Additionally, PCM-075 synergy has been evaluated in combination with more than ten different chemotherapeutics, including cisplatin, cytarabine, doxorubicin, gemcitabine and paclitaxel, and targeted therapies, such as HDAC inhibitors, FLT3 inhibitors, and bortezomib. These therapeutics are used clinically for treatment of many solid and hematologic cancers, including Acute Myeloid Leukemia (AML), Acute Lymphocytic Leukemia (ALL), Non-Hodgkin Lymphoma (NHL), Multiple Myeloma, Adrenocortical Carcinoma (ACC), Triple-Negative Breast Cancer (TNBC), Small-Cell Lung Cancer (SCLC), and Ovarian Cancer.

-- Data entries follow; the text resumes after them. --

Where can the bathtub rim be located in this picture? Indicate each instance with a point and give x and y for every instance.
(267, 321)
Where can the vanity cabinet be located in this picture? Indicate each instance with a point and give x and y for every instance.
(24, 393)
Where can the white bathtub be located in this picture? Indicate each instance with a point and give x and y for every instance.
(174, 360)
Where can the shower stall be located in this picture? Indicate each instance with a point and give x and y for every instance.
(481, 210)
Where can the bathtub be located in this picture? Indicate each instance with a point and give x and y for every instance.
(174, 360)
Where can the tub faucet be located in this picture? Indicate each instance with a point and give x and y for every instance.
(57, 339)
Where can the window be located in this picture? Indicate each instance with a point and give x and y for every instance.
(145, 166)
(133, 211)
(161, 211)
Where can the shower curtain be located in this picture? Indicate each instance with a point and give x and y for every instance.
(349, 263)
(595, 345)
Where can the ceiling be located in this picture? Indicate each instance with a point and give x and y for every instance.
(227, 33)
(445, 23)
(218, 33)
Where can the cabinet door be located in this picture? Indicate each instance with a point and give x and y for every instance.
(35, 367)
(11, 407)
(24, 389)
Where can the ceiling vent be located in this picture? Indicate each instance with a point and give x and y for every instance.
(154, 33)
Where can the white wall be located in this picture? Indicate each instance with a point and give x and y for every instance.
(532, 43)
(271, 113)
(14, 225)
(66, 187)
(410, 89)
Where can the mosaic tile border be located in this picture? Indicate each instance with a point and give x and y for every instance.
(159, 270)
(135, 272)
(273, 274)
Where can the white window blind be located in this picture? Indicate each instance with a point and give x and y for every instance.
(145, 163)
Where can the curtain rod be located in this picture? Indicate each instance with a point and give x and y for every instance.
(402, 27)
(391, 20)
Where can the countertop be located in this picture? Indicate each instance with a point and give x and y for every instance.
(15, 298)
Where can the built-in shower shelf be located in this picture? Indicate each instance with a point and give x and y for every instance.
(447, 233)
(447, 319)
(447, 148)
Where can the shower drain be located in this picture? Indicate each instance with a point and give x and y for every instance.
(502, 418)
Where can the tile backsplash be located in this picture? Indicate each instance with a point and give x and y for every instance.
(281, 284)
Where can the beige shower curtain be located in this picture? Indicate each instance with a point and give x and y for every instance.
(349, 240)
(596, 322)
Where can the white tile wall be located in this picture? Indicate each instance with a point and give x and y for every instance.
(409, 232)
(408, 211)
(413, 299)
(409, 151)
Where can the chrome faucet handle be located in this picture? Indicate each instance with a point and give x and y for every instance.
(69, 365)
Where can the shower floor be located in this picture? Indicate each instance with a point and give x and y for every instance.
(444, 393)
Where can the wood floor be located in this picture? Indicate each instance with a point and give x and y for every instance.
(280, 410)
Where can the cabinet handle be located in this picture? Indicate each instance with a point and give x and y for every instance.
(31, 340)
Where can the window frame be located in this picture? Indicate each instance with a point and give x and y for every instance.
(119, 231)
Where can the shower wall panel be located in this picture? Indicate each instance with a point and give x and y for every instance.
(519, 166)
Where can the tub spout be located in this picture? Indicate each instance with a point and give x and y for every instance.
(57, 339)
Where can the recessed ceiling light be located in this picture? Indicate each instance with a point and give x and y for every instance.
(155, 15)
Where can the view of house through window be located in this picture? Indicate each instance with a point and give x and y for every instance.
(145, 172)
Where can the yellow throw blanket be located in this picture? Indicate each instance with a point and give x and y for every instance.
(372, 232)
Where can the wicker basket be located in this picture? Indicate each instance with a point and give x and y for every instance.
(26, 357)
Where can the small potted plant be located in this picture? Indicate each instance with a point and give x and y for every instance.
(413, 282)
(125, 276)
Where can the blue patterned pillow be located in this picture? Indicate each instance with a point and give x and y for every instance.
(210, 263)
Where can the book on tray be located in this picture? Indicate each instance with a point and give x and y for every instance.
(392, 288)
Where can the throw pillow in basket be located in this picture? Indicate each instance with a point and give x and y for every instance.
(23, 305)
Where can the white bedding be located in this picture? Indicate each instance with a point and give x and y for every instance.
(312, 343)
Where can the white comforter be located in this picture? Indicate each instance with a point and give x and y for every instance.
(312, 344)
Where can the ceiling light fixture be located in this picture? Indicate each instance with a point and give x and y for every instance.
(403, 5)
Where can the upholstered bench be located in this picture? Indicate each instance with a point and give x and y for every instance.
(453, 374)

"We are excited to see the synergistic benefits with PCM-075 in combination with a HDAC inhibitor in the most difficult cell lines in NHL," said Bill Welch, CEO of Trovagene. "This data complements our recent announcement of an in-vivo study demonstrating synergy of PCM-075 with a leading investigational FLT3 inhibitor, as well as PCM-075 synergy with many chemotherapeutics. We have an active Investigational New Drug (IND) in place with the FDA for each of solid tumors and hematologic malignancies, which could facilitate the development of PCM-075 across a number of cancer types."

The consistent and significant synergistic effects observed in preclinical research on tumor cell death indicates that PCM-075 could be effective in combination therapies to address a broad range of tumor types, as well as the emergence of drug-resistant tumors.

PCM-075 is a highly-selective adenosine triphosphate (ATP) competitive inhibitor of the serine/threonine polo-like-kinase 1 (PLK 1) enzyme, which is over-expressed in multiple hematologic malignancies, as well as solid tumors such as adrenocortical, breast, prostate, ovarian, lung, gastric and colon cancers. PCM-075 is orally bioavailable and has been explored in an initial Phase 1, open-label, dose-escalation safety study in patients with advanced metastatic solid tumor cancers. Trovagene plans to initiate clinical trials of PCM-075 in AML, since it has significant advantages over prior PLK1 inhibitors evaluated in this indication, including a higher selectivity, greater potency, oral bioavailability and shorter half-life.